Camalexin
- Names: Preferred IUPAC name 3-(1,3-Thiazol-2-yl)-1H-indole

Identifiers
- CAS Number: 135531-86-1;
- 3D model (JSmol): Interactive image;
- ChemSpider: 552646;
- ECHA InfoCard: 100.236.489
- PubChem CID: 636970;
- UNII: QY3Z69LA99;
- CompTox Dashboard (EPA): DTXSID901032122 ;

Properties
- Chemical formula: C_{11}H_{8}N_{2}S
- Molar mass: 200.26 g·mol^{−1}

= Camalexin =

Camalexin (3-thiazol-2-yl-indole) is a simple indole alkaloid found in the plant species Arabidopsis thaliana. This secondary metabolite functions as a phytoalexin to deter bacterial and fungal pathogens.

==Structure==
The base structure of camalexin consists of an indole ring derived from tryptophan. The ethanamine moiety attached to the 3 position of the indole ring is subsequently rearranged into a thiazole ring.

==Biosynthesis==
Most of the enzymes involved in the pathway are known and involved in a metabolon complex.
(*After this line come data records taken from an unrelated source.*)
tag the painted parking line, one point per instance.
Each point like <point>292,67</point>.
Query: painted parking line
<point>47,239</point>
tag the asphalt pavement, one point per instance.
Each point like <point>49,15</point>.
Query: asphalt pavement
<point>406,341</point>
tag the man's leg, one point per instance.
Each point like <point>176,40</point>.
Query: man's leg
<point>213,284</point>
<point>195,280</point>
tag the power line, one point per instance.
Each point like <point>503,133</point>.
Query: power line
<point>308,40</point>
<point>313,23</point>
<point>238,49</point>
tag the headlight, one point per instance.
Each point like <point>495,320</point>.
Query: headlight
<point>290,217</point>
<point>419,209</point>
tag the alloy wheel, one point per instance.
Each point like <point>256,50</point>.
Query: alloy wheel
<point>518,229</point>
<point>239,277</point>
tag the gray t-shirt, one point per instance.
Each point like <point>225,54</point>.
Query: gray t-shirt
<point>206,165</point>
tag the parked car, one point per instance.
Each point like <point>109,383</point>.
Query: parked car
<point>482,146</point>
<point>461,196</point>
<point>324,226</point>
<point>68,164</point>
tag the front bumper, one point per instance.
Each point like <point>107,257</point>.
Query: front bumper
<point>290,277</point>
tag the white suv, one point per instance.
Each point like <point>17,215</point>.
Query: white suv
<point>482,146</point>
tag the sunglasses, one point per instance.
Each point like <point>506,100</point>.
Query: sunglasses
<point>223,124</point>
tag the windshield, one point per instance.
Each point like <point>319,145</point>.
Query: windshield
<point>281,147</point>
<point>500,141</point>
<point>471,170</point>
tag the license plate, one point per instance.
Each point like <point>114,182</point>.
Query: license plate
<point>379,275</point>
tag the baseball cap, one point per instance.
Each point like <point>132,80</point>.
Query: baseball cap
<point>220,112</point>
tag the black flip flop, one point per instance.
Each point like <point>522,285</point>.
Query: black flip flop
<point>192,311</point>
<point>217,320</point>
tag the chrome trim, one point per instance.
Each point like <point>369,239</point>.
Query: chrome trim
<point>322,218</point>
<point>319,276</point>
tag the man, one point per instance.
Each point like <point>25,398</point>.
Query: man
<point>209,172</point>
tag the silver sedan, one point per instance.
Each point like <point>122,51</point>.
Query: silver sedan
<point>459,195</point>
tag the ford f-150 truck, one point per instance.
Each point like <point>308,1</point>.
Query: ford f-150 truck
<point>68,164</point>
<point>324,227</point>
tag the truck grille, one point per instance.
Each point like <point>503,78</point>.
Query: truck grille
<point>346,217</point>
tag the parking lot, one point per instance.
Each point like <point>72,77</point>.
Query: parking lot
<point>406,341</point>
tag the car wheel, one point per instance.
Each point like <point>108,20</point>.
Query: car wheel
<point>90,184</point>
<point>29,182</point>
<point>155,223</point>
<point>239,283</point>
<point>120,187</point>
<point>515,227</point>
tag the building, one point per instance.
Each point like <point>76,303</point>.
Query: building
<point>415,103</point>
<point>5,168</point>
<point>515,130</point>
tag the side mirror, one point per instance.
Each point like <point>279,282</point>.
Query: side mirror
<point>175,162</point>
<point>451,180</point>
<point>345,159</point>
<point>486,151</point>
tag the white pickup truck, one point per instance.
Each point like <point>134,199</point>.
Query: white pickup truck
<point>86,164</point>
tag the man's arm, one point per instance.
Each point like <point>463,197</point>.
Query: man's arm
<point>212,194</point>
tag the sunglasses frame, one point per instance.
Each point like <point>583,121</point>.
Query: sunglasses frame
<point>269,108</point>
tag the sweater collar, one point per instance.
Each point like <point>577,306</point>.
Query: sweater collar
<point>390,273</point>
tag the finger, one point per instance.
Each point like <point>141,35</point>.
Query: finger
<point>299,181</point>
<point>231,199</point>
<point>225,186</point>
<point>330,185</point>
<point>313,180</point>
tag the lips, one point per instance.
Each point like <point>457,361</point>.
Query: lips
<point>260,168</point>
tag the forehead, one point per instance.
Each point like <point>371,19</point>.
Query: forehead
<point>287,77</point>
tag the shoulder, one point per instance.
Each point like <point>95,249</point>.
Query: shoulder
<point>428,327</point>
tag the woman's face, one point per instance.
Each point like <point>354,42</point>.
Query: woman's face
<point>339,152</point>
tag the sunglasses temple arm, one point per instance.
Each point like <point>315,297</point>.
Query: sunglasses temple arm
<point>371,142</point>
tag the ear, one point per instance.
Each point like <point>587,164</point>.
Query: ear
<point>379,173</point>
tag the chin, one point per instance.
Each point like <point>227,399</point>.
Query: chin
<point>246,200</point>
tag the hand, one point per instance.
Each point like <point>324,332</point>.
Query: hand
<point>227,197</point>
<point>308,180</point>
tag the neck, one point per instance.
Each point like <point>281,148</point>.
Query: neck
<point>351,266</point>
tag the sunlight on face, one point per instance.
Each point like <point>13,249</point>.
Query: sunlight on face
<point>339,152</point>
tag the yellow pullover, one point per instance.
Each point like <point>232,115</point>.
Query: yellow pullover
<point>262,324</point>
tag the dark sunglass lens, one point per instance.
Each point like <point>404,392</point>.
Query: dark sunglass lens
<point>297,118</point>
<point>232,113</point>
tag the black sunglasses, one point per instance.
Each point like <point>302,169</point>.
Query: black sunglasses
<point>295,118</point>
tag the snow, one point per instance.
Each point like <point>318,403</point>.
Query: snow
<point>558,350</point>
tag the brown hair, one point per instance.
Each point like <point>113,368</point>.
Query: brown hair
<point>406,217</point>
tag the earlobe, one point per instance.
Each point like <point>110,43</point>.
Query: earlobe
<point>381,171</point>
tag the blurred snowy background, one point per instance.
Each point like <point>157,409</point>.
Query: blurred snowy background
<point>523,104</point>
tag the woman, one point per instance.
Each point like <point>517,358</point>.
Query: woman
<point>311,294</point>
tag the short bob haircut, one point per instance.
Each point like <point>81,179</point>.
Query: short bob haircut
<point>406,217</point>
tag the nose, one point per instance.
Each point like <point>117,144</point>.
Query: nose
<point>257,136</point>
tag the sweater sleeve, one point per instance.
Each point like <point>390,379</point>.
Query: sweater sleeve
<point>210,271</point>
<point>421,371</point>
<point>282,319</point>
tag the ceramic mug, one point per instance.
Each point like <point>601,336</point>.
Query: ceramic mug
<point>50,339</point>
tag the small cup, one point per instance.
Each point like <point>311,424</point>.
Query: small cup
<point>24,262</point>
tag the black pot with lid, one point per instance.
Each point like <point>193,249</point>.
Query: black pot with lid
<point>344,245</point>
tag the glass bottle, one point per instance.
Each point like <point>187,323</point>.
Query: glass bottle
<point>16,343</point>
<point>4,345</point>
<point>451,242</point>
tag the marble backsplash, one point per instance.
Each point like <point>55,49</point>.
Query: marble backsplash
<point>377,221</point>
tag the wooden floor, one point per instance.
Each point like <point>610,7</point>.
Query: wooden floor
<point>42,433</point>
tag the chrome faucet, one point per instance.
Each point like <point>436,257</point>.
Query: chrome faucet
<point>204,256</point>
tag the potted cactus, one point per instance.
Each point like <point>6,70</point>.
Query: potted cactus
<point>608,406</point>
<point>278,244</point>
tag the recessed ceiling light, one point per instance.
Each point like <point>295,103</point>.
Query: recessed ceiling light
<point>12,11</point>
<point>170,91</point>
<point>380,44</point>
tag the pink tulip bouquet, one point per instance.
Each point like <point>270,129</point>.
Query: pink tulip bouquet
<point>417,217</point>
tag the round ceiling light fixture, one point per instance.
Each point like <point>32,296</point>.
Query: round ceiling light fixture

The pathway starts with a tryptophan precursor which is subsequently oxidized by two cytochrome P450 enzymes. The indole-3-acetaldoxime is then converted to indole-3-acetonitrile by another cytochrome P450, CYP71A13. A glutathione conjugate followed by a subsequent unknown enzyme is needed to form dihydrocamalexic acid. A final decarboxylation step by cytochrome P450 CYP71B15, also called phytoalexin deficient4 (PAD3) results in the final product, camalexin.

==Biological activity==
Camalexin is cytotoxic against aggressive prostate cancer cell lines in vitro.